A ningún niño le gusta salir de clases para llegar a casa y tener que seguir peleando con las fracciones y las multiplicaciones. Lo peor es que la ciencia no ha encontrado pruebas de que las tareas ayuden a los pequeños a mejorar su rendimiento escolar.

Así lo ha dicho en repetidas ocasiones Harris Cooper, profesor de la Universidad de Duke y especialista en educación, quien después de 27 años de investigación ha concluido que las tareas generan en los niños una actitud negativa hacia la escuela.

Específicamente, en vez de estimular el deseo de aprender, las tareas condicionan a los pequeños en contra de la escuela y la ciencia general.

Las teorías de Cooper son respaldadas por el también especialista Etta Kralovec, de la Universidad de Arizona, quien asegura que los niños asimilan mejor el material al estudiar en el salón de clases, y que no necesitan realizar tareas en casa para mejorar su desempeño.
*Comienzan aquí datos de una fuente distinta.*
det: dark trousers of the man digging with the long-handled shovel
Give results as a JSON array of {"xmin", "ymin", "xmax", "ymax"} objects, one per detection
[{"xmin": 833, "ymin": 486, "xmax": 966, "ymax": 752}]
De hecho, considera que los deberes adicionales roban tiempo invaluable a los pequeños.

Antes de que te lamentes por todos los años en los que tuviste que desvelarte haciendo ensayos, reportes de libros y maquetas, debes saber que las tareas sólo son inútiles en la primaria. Los alumnos de grados superiores, sobre todo a partir de la preparatoria, sí se ven beneficiados por estas asignaciones; aunque deben limitar el tiempo que dedican a realizarlas.

Por ejemplo, los estudiantes que gastan 1.5 horas tienen un mejor rendimiento que aquellos que dedican 4 horas a las tareas.
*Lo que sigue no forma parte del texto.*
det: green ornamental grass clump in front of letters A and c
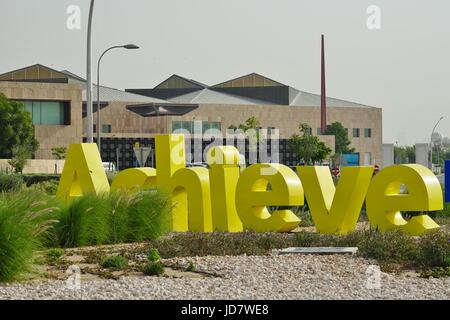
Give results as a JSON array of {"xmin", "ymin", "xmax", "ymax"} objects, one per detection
[{"xmin": 55, "ymin": 190, "xmax": 171, "ymax": 247}]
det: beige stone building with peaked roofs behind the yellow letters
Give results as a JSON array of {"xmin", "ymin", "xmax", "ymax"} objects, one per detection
[{"xmin": 0, "ymin": 65, "xmax": 382, "ymax": 167}]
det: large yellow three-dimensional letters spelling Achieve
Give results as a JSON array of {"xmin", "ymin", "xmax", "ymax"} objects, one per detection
[{"xmin": 57, "ymin": 134, "xmax": 443, "ymax": 235}]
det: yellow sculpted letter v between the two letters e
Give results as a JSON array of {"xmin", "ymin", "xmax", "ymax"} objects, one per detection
[{"xmin": 297, "ymin": 166, "xmax": 373, "ymax": 234}]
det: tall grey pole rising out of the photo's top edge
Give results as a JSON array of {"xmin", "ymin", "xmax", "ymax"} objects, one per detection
[{"xmin": 86, "ymin": 0, "xmax": 95, "ymax": 143}]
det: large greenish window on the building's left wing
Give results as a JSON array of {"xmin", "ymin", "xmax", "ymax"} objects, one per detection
[{"xmin": 24, "ymin": 101, "xmax": 70, "ymax": 125}]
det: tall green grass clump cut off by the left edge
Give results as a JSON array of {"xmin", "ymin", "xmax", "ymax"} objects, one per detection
[{"xmin": 0, "ymin": 192, "xmax": 56, "ymax": 282}]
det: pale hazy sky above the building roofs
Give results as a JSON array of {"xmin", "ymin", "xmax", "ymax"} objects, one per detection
[{"xmin": 0, "ymin": 0, "xmax": 450, "ymax": 144}]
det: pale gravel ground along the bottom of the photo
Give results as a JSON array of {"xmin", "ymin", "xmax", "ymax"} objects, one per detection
[{"xmin": 0, "ymin": 255, "xmax": 450, "ymax": 300}]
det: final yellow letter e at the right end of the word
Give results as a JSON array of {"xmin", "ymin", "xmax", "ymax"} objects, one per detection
[{"xmin": 366, "ymin": 164, "xmax": 443, "ymax": 235}]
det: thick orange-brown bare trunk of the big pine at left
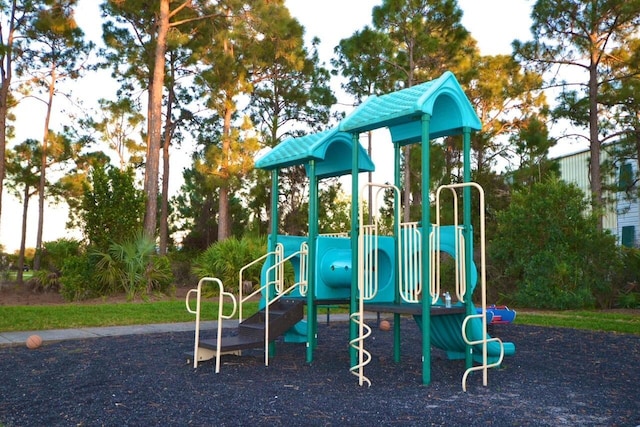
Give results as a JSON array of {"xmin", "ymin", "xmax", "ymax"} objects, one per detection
[{"xmin": 144, "ymin": 0, "xmax": 169, "ymax": 239}]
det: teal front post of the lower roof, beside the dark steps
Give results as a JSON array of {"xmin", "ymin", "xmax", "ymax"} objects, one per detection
[{"xmin": 307, "ymin": 159, "xmax": 318, "ymax": 363}]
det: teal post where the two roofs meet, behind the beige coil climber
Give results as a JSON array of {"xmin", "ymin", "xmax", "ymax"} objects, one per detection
[{"xmin": 349, "ymin": 133, "xmax": 360, "ymax": 366}]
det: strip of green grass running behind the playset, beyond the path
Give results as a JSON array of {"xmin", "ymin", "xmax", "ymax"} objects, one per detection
[{"xmin": 0, "ymin": 300, "xmax": 640, "ymax": 335}]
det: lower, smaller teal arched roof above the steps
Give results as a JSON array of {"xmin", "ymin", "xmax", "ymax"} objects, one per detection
[{"xmin": 255, "ymin": 128, "xmax": 375, "ymax": 178}]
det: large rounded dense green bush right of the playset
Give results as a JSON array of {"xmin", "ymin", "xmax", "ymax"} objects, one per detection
[{"xmin": 490, "ymin": 179, "xmax": 622, "ymax": 309}]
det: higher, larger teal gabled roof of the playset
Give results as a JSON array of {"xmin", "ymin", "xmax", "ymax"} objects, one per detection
[{"xmin": 339, "ymin": 71, "xmax": 482, "ymax": 144}]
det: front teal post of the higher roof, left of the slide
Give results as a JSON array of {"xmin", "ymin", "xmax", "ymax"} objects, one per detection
[{"xmin": 420, "ymin": 114, "xmax": 431, "ymax": 385}]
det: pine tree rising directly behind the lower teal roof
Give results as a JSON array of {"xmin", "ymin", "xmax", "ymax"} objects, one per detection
[{"xmin": 249, "ymin": 25, "xmax": 336, "ymax": 233}]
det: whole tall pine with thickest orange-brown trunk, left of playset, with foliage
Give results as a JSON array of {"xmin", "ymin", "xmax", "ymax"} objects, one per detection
[{"xmin": 102, "ymin": 0, "xmax": 202, "ymax": 246}]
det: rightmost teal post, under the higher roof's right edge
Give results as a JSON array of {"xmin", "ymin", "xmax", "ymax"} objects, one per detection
[{"xmin": 462, "ymin": 127, "xmax": 475, "ymax": 369}]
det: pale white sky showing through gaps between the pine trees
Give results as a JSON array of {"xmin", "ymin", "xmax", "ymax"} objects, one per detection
[{"xmin": 0, "ymin": 0, "xmax": 534, "ymax": 252}]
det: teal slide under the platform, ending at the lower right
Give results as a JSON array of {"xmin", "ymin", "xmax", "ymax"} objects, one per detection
[{"xmin": 414, "ymin": 313, "xmax": 516, "ymax": 363}]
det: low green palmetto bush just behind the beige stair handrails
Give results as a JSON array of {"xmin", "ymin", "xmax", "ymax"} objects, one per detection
[{"xmin": 193, "ymin": 237, "xmax": 267, "ymax": 292}]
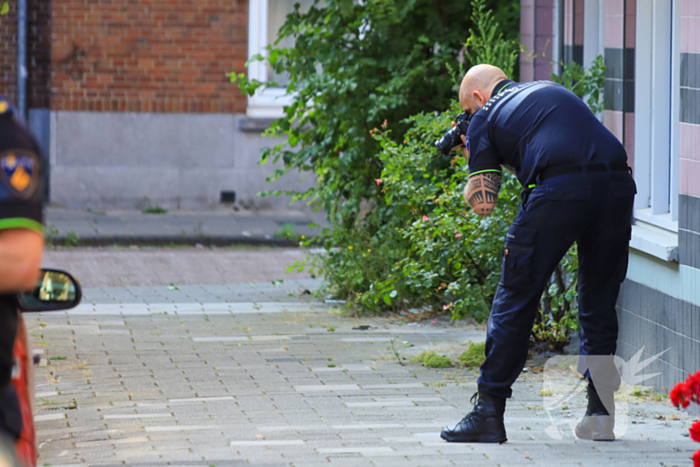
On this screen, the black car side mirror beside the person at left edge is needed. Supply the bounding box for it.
[17,269,83,311]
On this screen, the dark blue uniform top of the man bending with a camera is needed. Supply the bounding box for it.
[467,80,627,187]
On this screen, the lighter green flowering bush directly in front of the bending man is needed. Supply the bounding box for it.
[366,107,519,321]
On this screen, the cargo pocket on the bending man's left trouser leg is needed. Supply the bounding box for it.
[501,224,537,289]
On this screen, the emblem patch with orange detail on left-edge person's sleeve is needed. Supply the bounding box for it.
[0,149,41,199]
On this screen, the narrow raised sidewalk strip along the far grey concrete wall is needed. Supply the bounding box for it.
[45,207,327,246]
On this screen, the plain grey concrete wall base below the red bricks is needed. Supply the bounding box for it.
[49,111,311,209]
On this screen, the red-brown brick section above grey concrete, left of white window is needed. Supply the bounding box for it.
[51,0,248,112]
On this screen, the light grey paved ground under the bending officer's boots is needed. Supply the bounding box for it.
[26,279,696,467]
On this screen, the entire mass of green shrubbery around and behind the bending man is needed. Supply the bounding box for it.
[231,0,603,348]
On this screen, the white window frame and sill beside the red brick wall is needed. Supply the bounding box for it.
[246,0,293,118]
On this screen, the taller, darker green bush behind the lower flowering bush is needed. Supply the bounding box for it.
[230,0,519,218]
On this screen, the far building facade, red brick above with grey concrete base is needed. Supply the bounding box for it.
[0,0,308,208]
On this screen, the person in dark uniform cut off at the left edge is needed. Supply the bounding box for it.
[0,96,44,440]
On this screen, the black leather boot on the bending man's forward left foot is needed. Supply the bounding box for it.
[440,392,508,443]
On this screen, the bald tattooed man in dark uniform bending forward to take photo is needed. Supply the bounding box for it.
[441,65,636,443]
Y si aún no te convences de que las escuelas deben eliminar las tareas. Expertos en pedagogía han señalado que los deberes escolares tienen un impacto negativo en las relaciones familiares, ya que se genera una interacción tensa y frustrante entre padres e hijos.

Por si fuera poco, la falta de tiempo para jugar y relajarse hace que los niños estén estresados y agotados todo el tiempo, por lo que les resultará imposible rendir al máximo en la escuela.

En función de todo lo anterior, los pedagogos recomiendan eliminar las tareas, para lograr que los pequeños vuelvan a sentirse motivados para ir a la escuela y aprender.